Em 1984, Negri escreveu a meias com Félix Guattari um livro que tem uma edição portuguesa publicada no Brasil com o título “As Verdades Nômades – Por Novos Espaço de Liberdade”, em que às tantas os autores lembra, que “(…) o Estado é o que permanece como uma das formas mais abjectas do poder quando a sociedade se desvia de suas responsabilidades colectivas. E não é só o tempo que levará a termo essa secreção monstruosa, mas antes de tudo as práticas organizadas que permitem à sociedade livrar-se do infantilismo colectivo ao qual a destinam os media e os equipamentos capitalistas. O Estado não é um monstro exterior que precisamos de afugentar ou domar. Ele está em toda parte, a começar em nós mesmos, na raiz do nosso inconsciente.”

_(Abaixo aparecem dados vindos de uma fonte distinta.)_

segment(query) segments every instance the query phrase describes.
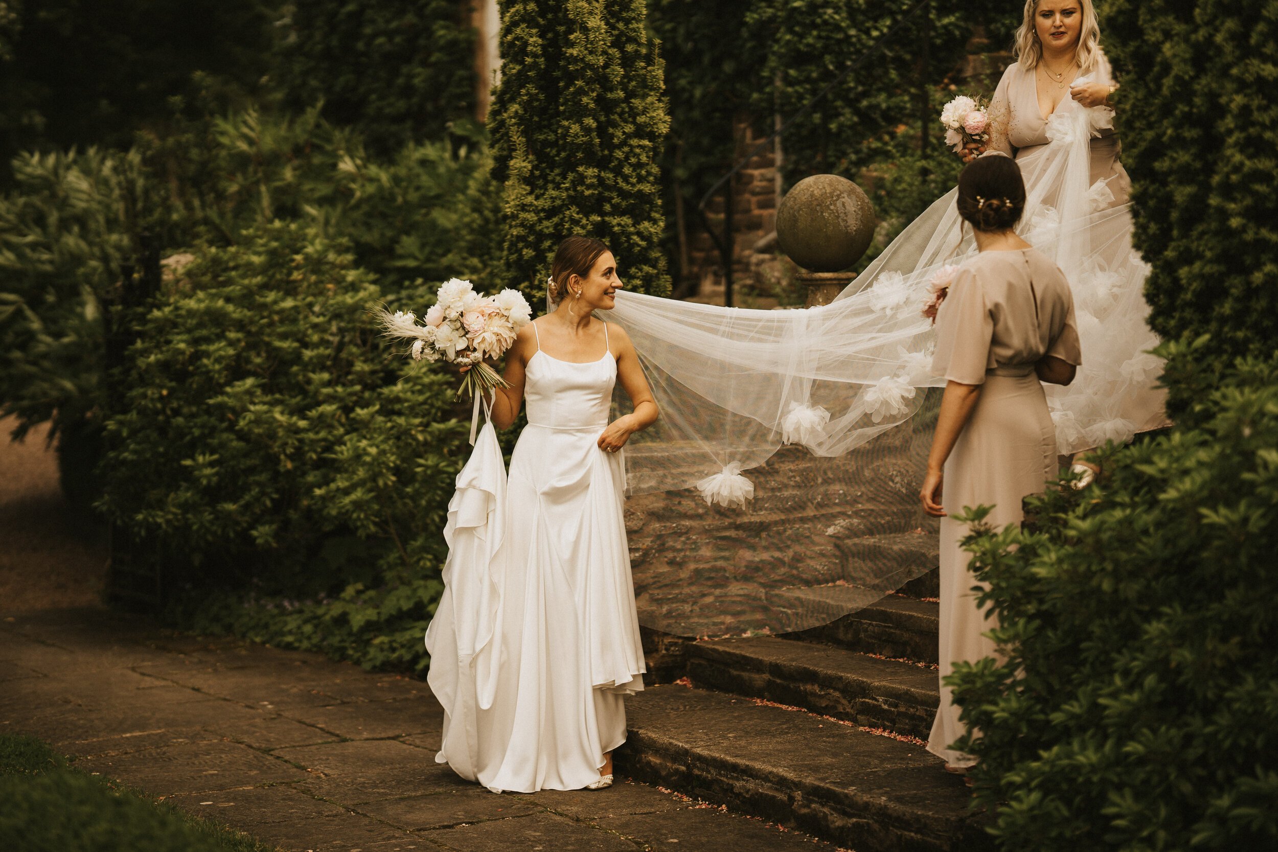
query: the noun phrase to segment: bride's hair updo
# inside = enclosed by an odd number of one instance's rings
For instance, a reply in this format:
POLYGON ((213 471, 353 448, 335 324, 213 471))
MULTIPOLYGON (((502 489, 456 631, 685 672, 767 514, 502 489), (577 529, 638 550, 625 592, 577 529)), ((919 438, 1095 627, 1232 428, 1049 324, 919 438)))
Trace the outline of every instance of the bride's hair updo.
POLYGON ((587 277, 594 268, 594 262, 608 250, 608 247, 593 236, 570 236, 555 250, 551 263, 551 277, 546 282, 546 295, 551 301, 558 301, 567 293, 567 280, 576 275, 587 277))
POLYGON ((958 215, 978 231, 1006 231, 1025 212, 1025 180, 1016 161, 976 157, 958 172, 958 215))
MULTIPOLYGON (((1034 13, 1038 11, 1039 0, 1025 0, 1025 17, 1021 26, 1016 28, 1016 38, 1012 45, 1012 56, 1025 68, 1035 68, 1043 60, 1043 45, 1039 43, 1038 31, 1034 29, 1034 13)), ((1079 63, 1081 73, 1091 72, 1093 64, 1100 54, 1100 24, 1097 23, 1097 9, 1091 0, 1077 0, 1079 11, 1082 13, 1082 24, 1079 27, 1079 47, 1074 55, 1074 61, 1079 63)))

Já no que toca à denúncia da condição esclerótica e senil da esquerda, à sua incapacidade de responder às transformações impostas pelo capitalismo nesta sua fase extrema, Negri foi um dos autores que melhor soube fazer o diagnóstico dessa crise, e numa entrevista vincou como a esquerda tem ainda o esqueleto do capitalismo no seu armário, pois nasceu de uma interpretação objetivista e determinista do Capital de Marx. “Os líderes da esquerda gostariam de ser patrões, e como não o podem fazer a título privado, fazem-no a título público, no Estado. Indo mais longe, esses dirigentes nunca entenderam que o capital é o conceito de uma relação, de uma luta. Ou pior ainda, se o entenderam, decidiram fazer parte dele, procurando estar entre os que mandam. O socialismo não é outra coisa senão a transformação do Estado.”